\n"; ?>
Security

Security-specific Programming Errors (Part 1)

Thomas Biege

Table of Contents

  1. Introduction/Motivation
  2. C

Introduction/Motivation

"What does security have to do with me as a programmer?"
"All I want is to finish my program quickly and I want it to have as many functions as possible."

Statements like these are fairly typical of a lot of (but not all!) programmers. Such a pragmatic and shortsighted approach isn't entirely unfounded. The pressure on and expectations of development teams in commercial as well as non-profit (for example, KDE vs. GNOME, kernel development etc.), software is high. Mammoth software products have to be shipped in record time, simply because the manager who negotiated the contract with the customer lacked the experience to realistically assess the time frame. Or a fight with the competition has to be won. Owing to this situation, security problems are a recurring feature of large and small programs. These security problems generate costs not only within the company doing the development, but also further down the line - with the customer.

These costs are incurred by the following activities:

  • Programmers need to be pulled out of current projects to eliminate the security flaw
  • Customers have to be notified
  • The new product has to be made available to the customer
  • The customer has to replace the old product.
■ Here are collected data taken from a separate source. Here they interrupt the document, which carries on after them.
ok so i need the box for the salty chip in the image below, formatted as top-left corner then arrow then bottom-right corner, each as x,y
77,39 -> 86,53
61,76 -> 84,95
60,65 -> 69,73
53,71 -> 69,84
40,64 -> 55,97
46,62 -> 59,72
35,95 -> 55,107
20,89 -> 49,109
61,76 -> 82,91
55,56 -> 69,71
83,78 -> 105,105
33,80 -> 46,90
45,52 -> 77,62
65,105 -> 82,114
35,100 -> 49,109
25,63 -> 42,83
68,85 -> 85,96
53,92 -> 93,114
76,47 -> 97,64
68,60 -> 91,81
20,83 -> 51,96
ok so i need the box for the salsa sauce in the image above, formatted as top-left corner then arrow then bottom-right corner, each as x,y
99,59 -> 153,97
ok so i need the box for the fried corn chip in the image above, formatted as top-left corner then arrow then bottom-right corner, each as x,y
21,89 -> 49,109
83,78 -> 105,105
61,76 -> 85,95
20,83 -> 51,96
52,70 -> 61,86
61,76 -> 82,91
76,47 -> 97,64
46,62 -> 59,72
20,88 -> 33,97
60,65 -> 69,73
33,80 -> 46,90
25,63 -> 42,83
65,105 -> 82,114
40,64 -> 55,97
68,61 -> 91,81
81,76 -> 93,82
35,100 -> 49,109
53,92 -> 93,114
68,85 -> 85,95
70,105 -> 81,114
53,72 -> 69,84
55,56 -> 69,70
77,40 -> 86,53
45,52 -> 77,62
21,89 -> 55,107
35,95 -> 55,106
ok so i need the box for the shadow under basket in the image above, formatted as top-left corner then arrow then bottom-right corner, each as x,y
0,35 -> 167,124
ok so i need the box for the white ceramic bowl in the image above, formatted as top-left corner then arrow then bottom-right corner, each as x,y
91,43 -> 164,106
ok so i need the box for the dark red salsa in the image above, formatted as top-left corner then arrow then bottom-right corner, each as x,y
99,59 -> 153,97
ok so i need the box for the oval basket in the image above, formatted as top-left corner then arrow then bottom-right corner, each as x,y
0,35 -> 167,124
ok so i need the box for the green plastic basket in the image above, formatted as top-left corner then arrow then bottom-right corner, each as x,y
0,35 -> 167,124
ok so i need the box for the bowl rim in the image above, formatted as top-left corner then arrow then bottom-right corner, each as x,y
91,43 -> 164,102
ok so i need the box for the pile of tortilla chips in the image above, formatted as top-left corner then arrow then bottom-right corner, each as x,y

This can lead to errors which, in turn, represents more work for in-house support staff
  • The image of the company suffers, resulting in long-term damage (consider the attacks on Microsoft's own network using Microsoft products)
  • Further, products for banks and insurance companies generally need to be checked by an external (and very expensive) consultant

A large portion of these costs can be avoided by making security an issue from the very outset (as part of the QA process). To achieve this, the developers need to know all about the vulnerabilities and characteristics of the programming language they are using as well as how to avoid them and work around them.

In special cases - financial and insurance products, privileged server programs etc. - an additional review of the source code by two experienced people, usually programmers, should be carried out. These 'reviewers' should not be involved in the project and they should review the code in turn (four eyes are better than two) to make sure that no errors have found their way into the program.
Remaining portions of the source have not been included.